ADR-015: Observability Stack (Grafana/Loki/Prometheus)

Date: 2025-12-29 Status: Accepted Deciders: Development Team Related: infrastructure/docker/docker-compose.yml

Context

With 9 distributed microservices, we needed:

Centralized logging (debug across services)
Metrics collection (performance monitoring)
Visualization (dashboards)
Alerting (production issues)

Decision

Full observability stack: Grafana + Loki + Prometheus + Promtail.

Architecture

┌─────────────────────────────────────────────┐
│            Grafana (Port 3011)              │
│         (Visualization + Dashboards)        │
└─────────────┬───────────────────────────────┘
              │
    ┌─────────┴─────────┐
    │                   │
┌───▼─────┐      ┌──────▼──────┐
│  Loki   │      │ Prometheus  │
│ (Logs)  │      │  (Metrics)  │
│  3100   │      │    9090     │
└───▲─────┘      └──────▲──────┘
    │                   │
┌───┴─────┐      ┌──────┴──────┐
│Promtail │      │Service /    │
│(Shipper)│      │metrics      │
└─────────┘      └─────────────┘

Components

1. Loki (Port 3100) - Log Aggregation

Collects logs from all services
Indexed by labels (service, level, request_id)
Query with LogQL

2. Promtail - Log Shipper

Scrapes Docker container logs
Adds labels and metadata
Ships to Loki

3. Prometheus (Port 9090) - Metrics

Scrapes /metrics endpoints
Time-series database
Query with PromQL

4. Grafana (Port 3011) - Visualization

Dashboards for logs + metrics
Alerts and notifications
Explore mode for ad-hoc queries

Service Instrumentation

Logging:

import { logger } from '@karmyq/shared/utils/logger';

logger.info('Request processed', {
  requestId: req.id,
  userId: req.user.id,
  duration: Date.now() - startTime
});

Metrics:

// Prometheus client
import prometheus from 'prom-client';

const requestDuration = new prometheus.Histogram({
  name: 'http_request_duration_ms',
  help: 'Duration of HTTP requests in ms',
  labelNames: ['method', 'route', 'status_code']
});

Access

Grafana UI: http://localhost:3011
Prometheus UI: http://localhost:9090
Loki API: http://localhost:3100

Consequences

Positive

Centralized Logs: See all services in one place
Correlation: Trace requests across services via requestId
Performance Monitoring: Identify slow endpoints
Production Ready: Alert on errors, high latency
Historical Analysis: Query past metrics and logs

Negative

Resource Overhead: 3 additional containers
Storage: Logs and metrics consume disk
Learning Curve: PromQL, LogQL syntax
Configuration: Initial dashboard setup takes time

Alternatives Considered

Alternative 1: Cloud Services (Datadog, New Relic)

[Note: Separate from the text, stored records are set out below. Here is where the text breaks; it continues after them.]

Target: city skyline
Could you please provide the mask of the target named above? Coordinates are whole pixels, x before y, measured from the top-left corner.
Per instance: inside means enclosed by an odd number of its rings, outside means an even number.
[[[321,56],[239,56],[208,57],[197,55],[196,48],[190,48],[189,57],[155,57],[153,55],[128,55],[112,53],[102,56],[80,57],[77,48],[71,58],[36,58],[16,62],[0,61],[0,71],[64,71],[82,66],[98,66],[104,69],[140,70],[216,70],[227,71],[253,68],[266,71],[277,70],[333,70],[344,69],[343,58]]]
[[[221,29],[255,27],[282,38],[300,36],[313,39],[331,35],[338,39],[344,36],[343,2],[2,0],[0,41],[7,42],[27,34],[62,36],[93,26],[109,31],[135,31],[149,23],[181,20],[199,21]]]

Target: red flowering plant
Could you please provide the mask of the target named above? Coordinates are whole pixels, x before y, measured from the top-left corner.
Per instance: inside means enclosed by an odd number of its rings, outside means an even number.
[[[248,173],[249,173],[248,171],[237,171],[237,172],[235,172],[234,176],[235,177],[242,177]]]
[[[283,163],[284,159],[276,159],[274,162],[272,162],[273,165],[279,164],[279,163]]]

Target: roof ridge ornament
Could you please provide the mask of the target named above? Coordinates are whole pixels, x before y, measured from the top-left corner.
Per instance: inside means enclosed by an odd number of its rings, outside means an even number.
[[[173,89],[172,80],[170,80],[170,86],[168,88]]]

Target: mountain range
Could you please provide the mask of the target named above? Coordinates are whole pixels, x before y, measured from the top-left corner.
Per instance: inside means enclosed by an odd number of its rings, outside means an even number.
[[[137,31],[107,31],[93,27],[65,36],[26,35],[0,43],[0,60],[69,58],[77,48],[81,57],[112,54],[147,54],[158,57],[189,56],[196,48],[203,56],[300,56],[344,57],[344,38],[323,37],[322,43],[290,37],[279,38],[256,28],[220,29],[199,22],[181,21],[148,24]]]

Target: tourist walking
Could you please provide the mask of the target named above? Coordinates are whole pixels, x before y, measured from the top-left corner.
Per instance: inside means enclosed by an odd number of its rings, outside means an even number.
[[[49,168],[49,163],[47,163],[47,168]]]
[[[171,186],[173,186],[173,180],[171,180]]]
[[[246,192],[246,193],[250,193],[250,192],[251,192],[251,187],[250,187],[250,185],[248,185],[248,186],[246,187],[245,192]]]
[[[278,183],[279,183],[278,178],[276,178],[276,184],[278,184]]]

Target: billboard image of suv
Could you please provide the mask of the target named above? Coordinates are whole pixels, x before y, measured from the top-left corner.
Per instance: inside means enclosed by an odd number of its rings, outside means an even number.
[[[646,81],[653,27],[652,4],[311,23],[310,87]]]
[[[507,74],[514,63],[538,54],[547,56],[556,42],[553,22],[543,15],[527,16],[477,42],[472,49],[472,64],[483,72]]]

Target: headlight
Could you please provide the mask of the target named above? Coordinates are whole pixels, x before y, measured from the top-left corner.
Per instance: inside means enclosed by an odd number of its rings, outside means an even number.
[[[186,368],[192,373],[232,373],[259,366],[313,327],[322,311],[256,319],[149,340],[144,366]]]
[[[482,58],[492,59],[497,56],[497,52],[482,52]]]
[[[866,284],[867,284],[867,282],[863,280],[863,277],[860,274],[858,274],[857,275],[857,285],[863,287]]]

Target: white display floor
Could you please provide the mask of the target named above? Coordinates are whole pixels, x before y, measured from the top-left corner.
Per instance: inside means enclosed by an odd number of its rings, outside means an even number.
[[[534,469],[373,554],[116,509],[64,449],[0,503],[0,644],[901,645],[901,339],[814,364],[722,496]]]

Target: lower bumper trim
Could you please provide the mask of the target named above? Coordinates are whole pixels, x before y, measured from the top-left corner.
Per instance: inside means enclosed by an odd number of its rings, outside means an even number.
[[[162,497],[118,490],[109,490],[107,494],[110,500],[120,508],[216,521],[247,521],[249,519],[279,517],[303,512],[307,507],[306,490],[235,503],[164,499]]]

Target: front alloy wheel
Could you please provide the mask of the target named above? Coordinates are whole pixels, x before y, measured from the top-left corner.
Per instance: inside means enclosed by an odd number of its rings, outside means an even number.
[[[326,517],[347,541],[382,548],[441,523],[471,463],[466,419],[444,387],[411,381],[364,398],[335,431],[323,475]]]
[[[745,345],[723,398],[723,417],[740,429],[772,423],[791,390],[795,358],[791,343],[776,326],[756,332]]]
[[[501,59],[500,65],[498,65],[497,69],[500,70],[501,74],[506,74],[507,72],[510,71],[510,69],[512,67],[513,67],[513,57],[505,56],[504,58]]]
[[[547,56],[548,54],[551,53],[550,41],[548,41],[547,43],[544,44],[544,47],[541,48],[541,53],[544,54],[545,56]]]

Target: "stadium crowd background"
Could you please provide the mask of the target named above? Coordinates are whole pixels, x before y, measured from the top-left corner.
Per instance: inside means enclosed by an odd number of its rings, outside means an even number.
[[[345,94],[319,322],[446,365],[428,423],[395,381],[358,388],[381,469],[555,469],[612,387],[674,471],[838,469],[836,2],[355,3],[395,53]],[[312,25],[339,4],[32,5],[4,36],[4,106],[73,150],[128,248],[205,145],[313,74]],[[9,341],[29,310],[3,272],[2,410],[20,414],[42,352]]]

Why rejected: Cost prohibitive, vendor lock-in

Alternative 2: ELK Stack (Elasticsearch, Logstash, Kibana)

Why rejected: Heavy resource usage, complex setup

Alternative 3: No Observability

Why rejected: Debugging distributed systems impossible

References

Docker compose: infrastructure/docker/docker-compose.yml
Grafana: http://localhost:3011
Prometheus: http://localhost:9090
Loki docs: https://grafana.com/docs/loki/
Prometheus docs: https://prometheus.io/docs/